🤖 AI Summary
This work addresses a novel security risk in LLM-based agent systems: sensitive data leakage during inference caused by external tool integration. We formally define *inference-time data confidentiality vulnerabilities* in tool-augmented LLMs—the first systematic characterization of such threats. Methodologically, we propose the first confidentiality threat assessment framework for this setting, integrating threat modeling, adversarial tool integration testing, and quantitative sensitive information tracing. Our analysis uncovers two previously unrecognized attack vectors. Empirical evaluation across major open- and closed-source LLMs—under diverse tool configurations—demonstrates significant confidentiality degradation; certain attacks recover up to 100% of sensitive contextual information never explicitly referenced in prompts. This work establishes foundational theory and a reproducible, benchmarkable assessment methodology for secure and trustworthy deployment of LLM agents.
📝 Abstract
Large Language Models (LLMs) are increasingly augmented with external tools and commercial services into LLM-integrated systems.
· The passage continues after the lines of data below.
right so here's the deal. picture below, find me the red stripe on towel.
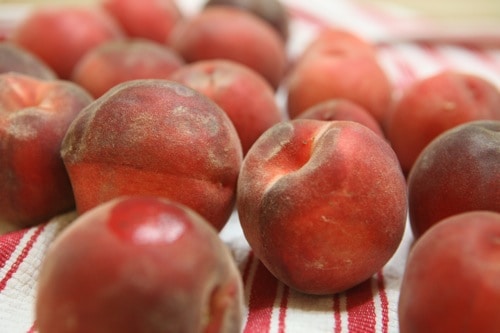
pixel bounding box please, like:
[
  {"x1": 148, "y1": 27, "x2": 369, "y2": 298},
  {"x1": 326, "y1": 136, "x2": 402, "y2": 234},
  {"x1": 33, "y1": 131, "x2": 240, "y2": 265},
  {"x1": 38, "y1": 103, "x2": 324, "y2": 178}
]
[
  {"x1": 26, "y1": 322, "x2": 36, "y2": 333},
  {"x1": 287, "y1": 5, "x2": 330, "y2": 30},
  {"x1": 244, "y1": 259, "x2": 280, "y2": 333},
  {"x1": 463, "y1": 45, "x2": 500, "y2": 75},
  {"x1": 0, "y1": 229, "x2": 28, "y2": 270},
  {"x1": 0, "y1": 225, "x2": 45, "y2": 292},
  {"x1": 333, "y1": 293, "x2": 342, "y2": 333},
  {"x1": 241, "y1": 251, "x2": 255, "y2": 285},
  {"x1": 419, "y1": 42, "x2": 450, "y2": 68},
  {"x1": 346, "y1": 279, "x2": 376, "y2": 332},
  {"x1": 376, "y1": 272, "x2": 390, "y2": 333},
  {"x1": 278, "y1": 285, "x2": 289, "y2": 333},
  {"x1": 383, "y1": 45, "x2": 418, "y2": 90}
]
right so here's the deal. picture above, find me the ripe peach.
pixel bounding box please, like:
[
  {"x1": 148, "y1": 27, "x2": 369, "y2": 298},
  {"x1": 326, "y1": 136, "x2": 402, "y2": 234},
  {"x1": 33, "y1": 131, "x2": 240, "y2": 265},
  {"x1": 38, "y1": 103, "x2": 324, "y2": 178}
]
[
  {"x1": 237, "y1": 119, "x2": 407, "y2": 294},
  {"x1": 398, "y1": 211, "x2": 500, "y2": 333},
  {"x1": 407, "y1": 120, "x2": 500, "y2": 239},
  {"x1": 295, "y1": 98, "x2": 385, "y2": 138},
  {"x1": 72, "y1": 39, "x2": 185, "y2": 98},
  {"x1": 0, "y1": 72, "x2": 93, "y2": 231},
  {"x1": 61, "y1": 79, "x2": 243, "y2": 232},
  {"x1": 169, "y1": 59, "x2": 283, "y2": 154},
  {"x1": 169, "y1": 6, "x2": 287, "y2": 89},
  {"x1": 36, "y1": 196, "x2": 244, "y2": 333},
  {"x1": 0, "y1": 42, "x2": 57, "y2": 79},
  {"x1": 385, "y1": 70, "x2": 500, "y2": 174},
  {"x1": 297, "y1": 28, "x2": 377, "y2": 62},
  {"x1": 286, "y1": 28, "x2": 392, "y2": 125},
  {"x1": 204, "y1": 0, "x2": 290, "y2": 41},
  {"x1": 11, "y1": 6, "x2": 125, "y2": 79},
  {"x1": 101, "y1": 0, "x2": 183, "y2": 43}
]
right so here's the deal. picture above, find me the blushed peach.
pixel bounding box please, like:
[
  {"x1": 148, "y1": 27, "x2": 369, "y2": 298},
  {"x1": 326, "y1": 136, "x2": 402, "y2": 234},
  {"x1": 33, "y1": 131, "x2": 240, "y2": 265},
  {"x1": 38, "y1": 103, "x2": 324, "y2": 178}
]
[
  {"x1": 0, "y1": 41, "x2": 56, "y2": 79},
  {"x1": 169, "y1": 6, "x2": 287, "y2": 89},
  {"x1": 0, "y1": 72, "x2": 93, "y2": 231},
  {"x1": 204, "y1": 0, "x2": 290, "y2": 41},
  {"x1": 286, "y1": 28, "x2": 393, "y2": 125},
  {"x1": 237, "y1": 119, "x2": 407, "y2": 294},
  {"x1": 101, "y1": 0, "x2": 183, "y2": 43},
  {"x1": 398, "y1": 211, "x2": 500, "y2": 333},
  {"x1": 72, "y1": 39, "x2": 185, "y2": 98},
  {"x1": 36, "y1": 196, "x2": 244, "y2": 333},
  {"x1": 11, "y1": 6, "x2": 125, "y2": 79},
  {"x1": 61, "y1": 79, "x2": 243, "y2": 231},
  {"x1": 385, "y1": 70, "x2": 500, "y2": 175},
  {"x1": 407, "y1": 120, "x2": 500, "y2": 239},
  {"x1": 169, "y1": 59, "x2": 283, "y2": 154}
]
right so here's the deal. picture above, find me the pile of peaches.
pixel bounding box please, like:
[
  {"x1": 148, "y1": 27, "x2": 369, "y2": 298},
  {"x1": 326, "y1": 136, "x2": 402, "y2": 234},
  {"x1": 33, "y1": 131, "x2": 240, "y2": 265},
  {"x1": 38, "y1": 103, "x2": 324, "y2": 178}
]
[{"x1": 0, "y1": 0, "x2": 499, "y2": 332}]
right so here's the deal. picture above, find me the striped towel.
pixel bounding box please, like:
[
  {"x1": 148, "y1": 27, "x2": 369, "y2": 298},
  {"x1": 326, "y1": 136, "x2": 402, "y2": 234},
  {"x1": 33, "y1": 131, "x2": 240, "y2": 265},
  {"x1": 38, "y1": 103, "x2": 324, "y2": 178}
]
[{"x1": 1, "y1": 0, "x2": 499, "y2": 332}]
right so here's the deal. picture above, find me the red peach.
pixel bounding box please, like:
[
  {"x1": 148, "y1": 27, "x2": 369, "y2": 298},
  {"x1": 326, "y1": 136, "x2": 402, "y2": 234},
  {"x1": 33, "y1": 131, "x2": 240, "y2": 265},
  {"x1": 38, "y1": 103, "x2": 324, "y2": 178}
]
[
  {"x1": 0, "y1": 41, "x2": 57, "y2": 79},
  {"x1": 295, "y1": 98, "x2": 385, "y2": 138},
  {"x1": 72, "y1": 39, "x2": 185, "y2": 98},
  {"x1": 407, "y1": 120, "x2": 500, "y2": 239},
  {"x1": 204, "y1": 0, "x2": 290, "y2": 41},
  {"x1": 385, "y1": 70, "x2": 500, "y2": 175},
  {"x1": 61, "y1": 79, "x2": 243, "y2": 232},
  {"x1": 298, "y1": 28, "x2": 377, "y2": 62},
  {"x1": 169, "y1": 59, "x2": 283, "y2": 154},
  {"x1": 286, "y1": 29, "x2": 393, "y2": 125},
  {"x1": 237, "y1": 119, "x2": 407, "y2": 294},
  {"x1": 0, "y1": 72, "x2": 93, "y2": 231},
  {"x1": 169, "y1": 6, "x2": 287, "y2": 89},
  {"x1": 101, "y1": 0, "x2": 183, "y2": 43},
  {"x1": 11, "y1": 6, "x2": 125, "y2": 79},
  {"x1": 36, "y1": 196, "x2": 244, "y2": 333},
  {"x1": 398, "y1": 211, "x2": 500, "y2": 333}
]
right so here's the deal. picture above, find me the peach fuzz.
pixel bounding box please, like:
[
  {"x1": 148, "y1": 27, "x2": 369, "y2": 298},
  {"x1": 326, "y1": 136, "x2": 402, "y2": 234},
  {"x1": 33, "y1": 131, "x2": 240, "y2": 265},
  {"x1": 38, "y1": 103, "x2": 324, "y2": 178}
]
[
  {"x1": 0, "y1": 72, "x2": 93, "y2": 231},
  {"x1": 295, "y1": 98, "x2": 385, "y2": 138},
  {"x1": 168, "y1": 6, "x2": 287, "y2": 89},
  {"x1": 407, "y1": 120, "x2": 500, "y2": 239},
  {"x1": 398, "y1": 211, "x2": 500, "y2": 333},
  {"x1": 72, "y1": 39, "x2": 185, "y2": 98},
  {"x1": 237, "y1": 119, "x2": 407, "y2": 294},
  {"x1": 60, "y1": 79, "x2": 243, "y2": 232},
  {"x1": 11, "y1": 6, "x2": 125, "y2": 79},
  {"x1": 286, "y1": 29, "x2": 393, "y2": 125},
  {"x1": 101, "y1": 0, "x2": 183, "y2": 43},
  {"x1": 169, "y1": 59, "x2": 283, "y2": 154},
  {"x1": 0, "y1": 42, "x2": 57, "y2": 80},
  {"x1": 36, "y1": 196, "x2": 244, "y2": 333},
  {"x1": 385, "y1": 70, "x2": 500, "y2": 175}
]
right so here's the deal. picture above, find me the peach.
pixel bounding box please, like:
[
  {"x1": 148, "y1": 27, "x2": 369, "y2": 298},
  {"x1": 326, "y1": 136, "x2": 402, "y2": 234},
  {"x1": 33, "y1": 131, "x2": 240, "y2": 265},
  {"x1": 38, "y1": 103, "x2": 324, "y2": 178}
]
[
  {"x1": 101, "y1": 0, "x2": 183, "y2": 43},
  {"x1": 35, "y1": 196, "x2": 244, "y2": 333},
  {"x1": 169, "y1": 59, "x2": 283, "y2": 154},
  {"x1": 385, "y1": 70, "x2": 500, "y2": 175},
  {"x1": 0, "y1": 41, "x2": 57, "y2": 79},
  {"x1": 286, "y1": 28, "x2": 393, "y2": 125},
  {"x1": 398, "y1": 211, "x2": 500, "y2": 333},
  {"x1": 169, "y1": 6, "x2": 287, "y2": 89},
  {"x1": 295, "y1": 98, "x2": 385, "y2": 138},
  {"x1": 407, "y1": 120, "x2": 500, "y2": 239},
  {"x1": 237, "y1": 119, "x2": 407, "y2": 294},
  {"x1": 11, "y1": 6, "x2": 125, "y2": 79},
  {"x1": 72, "y1": 39, "x2": 185, "y2": 98},
  {"x1": 204, "y1": 0, "x2": 290, "y2": 41},
  {"x1": 0, "y1": 72, "x2": 93, "y2": 231},
  {"x1": 61, "y1": 79, "x2": 243, "y2": 232},
  {"x1": 297, "y1": 27, "x2": 377, "y2": 62}
]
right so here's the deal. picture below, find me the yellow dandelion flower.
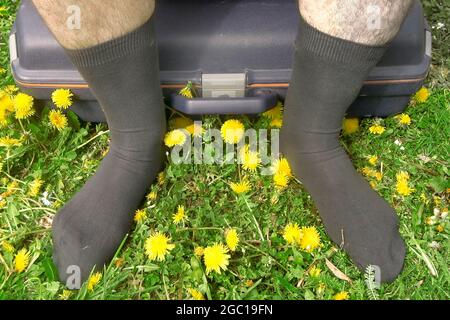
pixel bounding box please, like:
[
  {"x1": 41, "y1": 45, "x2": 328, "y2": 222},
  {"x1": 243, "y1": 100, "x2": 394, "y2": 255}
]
[
  {"x1": 263, "y1": 101, "x2": 283, "y2": 119},
  {"x1": 169, "y1": 117, "x2": 193, "y2": 130},
  {"x1": 186, "y1": 123, "x2": 204, "y2": 137},
  {"x1": 147, "y1": 191, "x2": 157, "y2": 201},
  {"x1": 180, "y1": 82, "x2": 194, "y2": 99},
  {"x1": 361, "y1": 166, "x2": 376, "y2": 178},
  {"x1": 28, "y1": 178, "x2": 43, "y2": 197},
  {"x1": 396, "y1": 171, "x2": 412, "y2": 196},
  {"x1": 164, "y1": 129, "x2": 187, "y2": 147},
  {"x1": 157, "y1": 172, "x2": 165, "y2": 185},
  {"x1": 374, "y1": 171, "x2": 383, "y2": 182},
  {"x1": 274, "y1": 172, "x2": 289, "y2": 189},
  {"x1": 396, "y1": 113, "x2": 411, "y2": 126},
  {"x1": 0, "y1": 67, "x2": 5, "y2": 74},
  {"x1": 225, "y1": 229, "x2": 239, "y2": 252},
  {"x1": 203, "y1": 243, "x2": 230, "y2": 275},
  {"x1": 221, "y1": 119, "x2": 245, "y2": 144},
  {"x1": 433, "y1": 195, "x2": 442, "y2": 207},
  {"x1": 173, "y1": 205, "x2": 187, "y2": 224},
  {"x1": 134, "y1": 209, "x2": 147, "y2": 223},
  {"x1": 396, "y1": 171, "x2": 410, "y2": 182},
  {"x1": 342, "y1": 118, "x2": 359, "y2": 135},
  {"x1": 271, "y1": 194, "x2": 279, "y2": 205},
  {"x1": 145, "y1": 232, "x2": 175, "y2": 261},
  {"x1": 241, "y1": 148, "x2": 261, "y2": 172},
  {"x1": 317, "y1": 283, "x2": 326, "y2": 295},
  {"x1": 370, "y1": 181, "x2": 378, "y2": 189},
  {"x1": 299, "y1": 226, "x2": 321, "y2": 252},
  {"x1": 87, "y1": 272, "x2": 102, "y2": 292},
  {"x1": 14, "y1": 248, "x2": 30, "y2": 273},
  {"x1": 230, "y1": 179, "x2": 251, "y2": 194},
  {"x1": 369, "y1": 125, "x2": 385, "y2": 135},
  {"x1": 0, "y1": 136, "x2": 22, "y2": 148},
  {"x1": 283, "y1": 223, "x2": 302, "y2": 245},
  {"x1": 49, "y1": 110, "x2": 68, "y2": 131},
  {"x1": 396, "y1": 179, "x2": 413, "y2": 196},
  {"x1": 0, "y1": 108, "x2": 8, "y2": 127},
  {"x1": 52, "y1": 89, "x2": 74, "y2": 109},
  {"x1": 413, "y1": 87, "x2": 430, "y2": 104},
  {"x1": 194, "y1": 246, "x2": 205, "y2": 257},
  {"x1": 436, "y1": 225, "x2": 444, "y2": 233},
  {"x1": 59, "y1": 290, "x2": 72, "y2": 300},
  {"x1": 270, "y1": 117, "x2": 283, "y2": 128},
  {"x1": 115, "y1": 257, "x2": 125, "y2": 268},
  {"x1": 188, "y1": 288, "x2": 205, "y2": 300},
  {"x1": 4, "y1": 85, "x2": 19, "y2": 95},
  {"x1": 334, "y1": 291, "x2": 349, "y2": 300},
  {"x1": 309, "y1": 266, "x2": 322, "y2": 277},
  {"x1": 0, "y1": 92, "x2": 14, "y2": 111},
  {"x1": 425, "y1": 216, "x2": 437, "y2": 225},
  {"x1": 272, "y1": 158, "x2": 292, "y2": 177},
  {"x1": 245, "y1": 280, "x2": 254, "y2": 287},
  {"x1": 3, "y1": 181, "x2": 18, "y2": 198},
  {"x1": 368, "y1": 155, "x2": 378, "y2": 166},
  {"x1": 420, "y1": 193, "x2": 429, "y2": 204},
  {"x1": 13, "y1": 93, "x2": 35, "y2": 119},
  {"x1": 2, "y1": 241, "x2": 14, "y2": 253}
]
While these interfaces can significantly enhance the capabilities of the models, they also introduce a new attack surface. Manipulated integrations, for example, can exploit the model and compromise sensitive data accessed through other interfaces. While previous work primarily focused on attacks targeting a model's alignment or the leakage of training data, the security of data that is only available during inference has escaped scrutiny so far. In this work, we demonstrate the vulnerabilities associated with external components and introduce a systematic approach to evaluate confidentiality risks in LLM-integrated systems. We identify two specific attack scenarios unique to these systems and formalize these into a tool-robustness framework designed to measure a model's ability to protect sensitive information. Our findings show that all examined models are highly vulnerable to confidentiality attacks, with the risk increasing significantly when models are used together with external tools.